CD Stock Number: Telarc CD-83547

 

  Born in Mississippi, Charlie Musselwhite's family moved to Memphis while he was young and so it was there, in the '40s and '50s that he developed his musical muscles, learning from such greats as Furry Lewis. On One Night In America Musselwhite covers Johnny Cash and Jimmy Reed among others in an attempt to recreate the feel if not the sounds that influenced and surrounded him growing up in Memphis. The resulting album mixes country, gospel, hillbilly, and, of course, blues, in a bumpin', groovin' jukejoint chug-a-lug.

Opening with "Trail of Tears", Musselwhite takes us back to his youth and the proto R&B of the Memphis sound. "Cold Grey Light of Dawn" has the lope and bounce of early Johnny Cash, even though it was written by Ivory Joe Hunter, so it is no surprise that Musselwhite also covers Cash's "Big River" and gives it a wonderful ride.

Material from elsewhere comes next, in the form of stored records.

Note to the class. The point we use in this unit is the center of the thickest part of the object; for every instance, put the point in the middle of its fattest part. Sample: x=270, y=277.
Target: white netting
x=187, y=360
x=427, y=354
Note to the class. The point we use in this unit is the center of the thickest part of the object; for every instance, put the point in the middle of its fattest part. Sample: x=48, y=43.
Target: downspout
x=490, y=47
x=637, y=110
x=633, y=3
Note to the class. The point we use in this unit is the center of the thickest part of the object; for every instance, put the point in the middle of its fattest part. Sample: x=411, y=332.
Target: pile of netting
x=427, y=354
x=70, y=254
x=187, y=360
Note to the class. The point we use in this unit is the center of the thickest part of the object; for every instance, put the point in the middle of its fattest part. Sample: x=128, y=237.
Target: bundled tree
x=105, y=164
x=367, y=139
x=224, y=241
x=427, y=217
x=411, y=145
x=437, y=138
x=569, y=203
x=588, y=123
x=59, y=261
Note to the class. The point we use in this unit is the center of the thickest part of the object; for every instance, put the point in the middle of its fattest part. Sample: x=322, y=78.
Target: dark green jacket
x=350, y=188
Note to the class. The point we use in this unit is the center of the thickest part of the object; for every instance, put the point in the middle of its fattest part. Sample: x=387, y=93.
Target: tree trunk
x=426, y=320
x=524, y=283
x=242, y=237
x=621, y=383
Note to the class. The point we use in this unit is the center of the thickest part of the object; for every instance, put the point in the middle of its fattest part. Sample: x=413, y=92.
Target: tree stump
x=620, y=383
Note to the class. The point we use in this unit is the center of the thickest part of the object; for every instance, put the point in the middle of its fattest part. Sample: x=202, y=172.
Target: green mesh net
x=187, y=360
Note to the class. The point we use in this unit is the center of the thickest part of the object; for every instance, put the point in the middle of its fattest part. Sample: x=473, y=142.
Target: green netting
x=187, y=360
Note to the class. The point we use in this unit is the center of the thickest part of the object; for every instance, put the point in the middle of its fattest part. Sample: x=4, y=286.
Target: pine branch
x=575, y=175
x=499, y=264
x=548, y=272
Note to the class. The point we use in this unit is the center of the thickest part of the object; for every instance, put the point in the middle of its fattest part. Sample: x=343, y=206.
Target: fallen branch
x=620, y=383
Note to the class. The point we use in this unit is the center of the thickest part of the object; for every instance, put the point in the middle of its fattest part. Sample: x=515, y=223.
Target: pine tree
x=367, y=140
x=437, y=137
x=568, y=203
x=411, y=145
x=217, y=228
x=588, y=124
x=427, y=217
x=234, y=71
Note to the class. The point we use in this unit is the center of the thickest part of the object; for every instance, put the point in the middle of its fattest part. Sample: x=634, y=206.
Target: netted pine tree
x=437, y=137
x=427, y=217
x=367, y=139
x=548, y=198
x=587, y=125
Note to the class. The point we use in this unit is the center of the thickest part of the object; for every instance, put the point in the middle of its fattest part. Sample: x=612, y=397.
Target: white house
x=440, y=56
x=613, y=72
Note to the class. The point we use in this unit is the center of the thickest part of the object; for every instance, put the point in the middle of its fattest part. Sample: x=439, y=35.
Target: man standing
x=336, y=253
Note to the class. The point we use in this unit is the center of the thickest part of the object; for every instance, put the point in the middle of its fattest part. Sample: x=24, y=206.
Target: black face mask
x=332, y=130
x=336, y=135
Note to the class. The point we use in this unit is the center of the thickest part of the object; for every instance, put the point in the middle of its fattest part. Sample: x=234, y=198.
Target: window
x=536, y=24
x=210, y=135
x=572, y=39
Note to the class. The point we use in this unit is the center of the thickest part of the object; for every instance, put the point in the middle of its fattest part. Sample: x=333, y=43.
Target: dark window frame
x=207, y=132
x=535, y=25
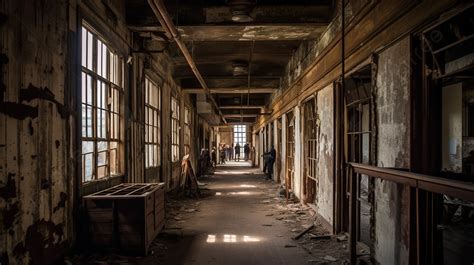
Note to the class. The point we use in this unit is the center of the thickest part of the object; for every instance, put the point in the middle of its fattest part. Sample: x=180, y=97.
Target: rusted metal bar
x=458, y=189
x=160, y=12
x=353, y=217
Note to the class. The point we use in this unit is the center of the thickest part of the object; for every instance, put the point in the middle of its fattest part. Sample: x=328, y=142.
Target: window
x=240, y=136
x=102, y=94
x=152, y=123
x=174, y=130
x=187, y=130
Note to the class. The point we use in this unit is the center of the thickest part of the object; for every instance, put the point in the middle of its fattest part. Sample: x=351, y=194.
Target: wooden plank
x=389, y=26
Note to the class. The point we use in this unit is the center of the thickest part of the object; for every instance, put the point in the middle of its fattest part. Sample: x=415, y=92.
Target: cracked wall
x=36, y=169
x=325, y=173
x=393, y=150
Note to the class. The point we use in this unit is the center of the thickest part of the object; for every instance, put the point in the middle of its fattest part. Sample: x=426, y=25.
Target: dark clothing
x=269, y=158
x=237, y=149
x=214, y=157
x=237, y=152
x=246, y=151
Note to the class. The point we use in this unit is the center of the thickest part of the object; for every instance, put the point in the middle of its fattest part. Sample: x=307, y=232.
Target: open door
x=290, y=152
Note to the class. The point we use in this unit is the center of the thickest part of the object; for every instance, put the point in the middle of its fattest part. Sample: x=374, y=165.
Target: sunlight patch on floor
x=230, y=238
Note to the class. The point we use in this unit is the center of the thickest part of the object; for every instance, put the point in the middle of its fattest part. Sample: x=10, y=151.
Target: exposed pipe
x=160, y=12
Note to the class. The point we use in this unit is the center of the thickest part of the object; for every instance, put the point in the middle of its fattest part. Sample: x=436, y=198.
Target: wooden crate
x=126, y=217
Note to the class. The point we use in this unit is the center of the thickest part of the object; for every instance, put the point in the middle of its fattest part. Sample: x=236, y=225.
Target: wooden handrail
x=455, y=188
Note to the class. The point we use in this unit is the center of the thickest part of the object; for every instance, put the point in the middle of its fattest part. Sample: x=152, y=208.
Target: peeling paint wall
x=283, y=148
x=452, y=128
x=298, y=177
x=393, y=150
x=36, y=169
x=310, y=50
x=325, y=173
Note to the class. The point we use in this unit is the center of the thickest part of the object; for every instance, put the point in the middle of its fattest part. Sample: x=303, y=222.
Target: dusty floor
x=240, y=219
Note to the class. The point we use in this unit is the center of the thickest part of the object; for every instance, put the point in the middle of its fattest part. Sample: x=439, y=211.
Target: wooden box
x=126, y=217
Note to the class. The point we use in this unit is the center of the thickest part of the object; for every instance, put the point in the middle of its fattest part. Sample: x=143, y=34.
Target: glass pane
x=87, y=167
x=99, y=57
x=84, y=121
x=87, y=147
x=365, y=118
x=89, y=90
x=89, y=121
x=89, y=50
x=83, y=88
x=84, y=47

The Los Lobos tune, "One Time, One Night", may be a relatively new song compared to the others here, but in Musslewhite's hands it sounds like it was written in 1954 while watching the world from the back of a Greyhound rolling down Highway 78 from Memphis to Tupelo. "Rank Strangers to Me" blends church and blues into a plaintive cry for family and friends while "Walking Alone" is a mid-tempo shuffle about lost love. As good as these tunes are though Musselwhite really comes to life on his own tunes. "In Your Darkest Hour" is a duet with Charlie on vocals and harp and T-Bone Wolk on bass. A beautiful blues offering hard won solace, Musselwhite plays with delicacy and passion, showing why he has been and remains the flag bearer for blues harmonica. "Blues Overtook Me", another outstanding original, is a mid-tempo tune built on a deep roadhouse groove.

Throughout the album the backing band, G.E. Smith on guitar, T-Bone Wolk on bass, and either Per Hanson or Michael Jerome on drums, is tight, funky and focused. With Marty Stuart and Robben Ford adding guitar on several track a piece, the playing throughout is tasty and sizzling rather then burn the house down on fire, but then that fits the groove of Memphis to a tee. Overall, a very honest and enjoyable evocation of a time gone by but warmly remembered.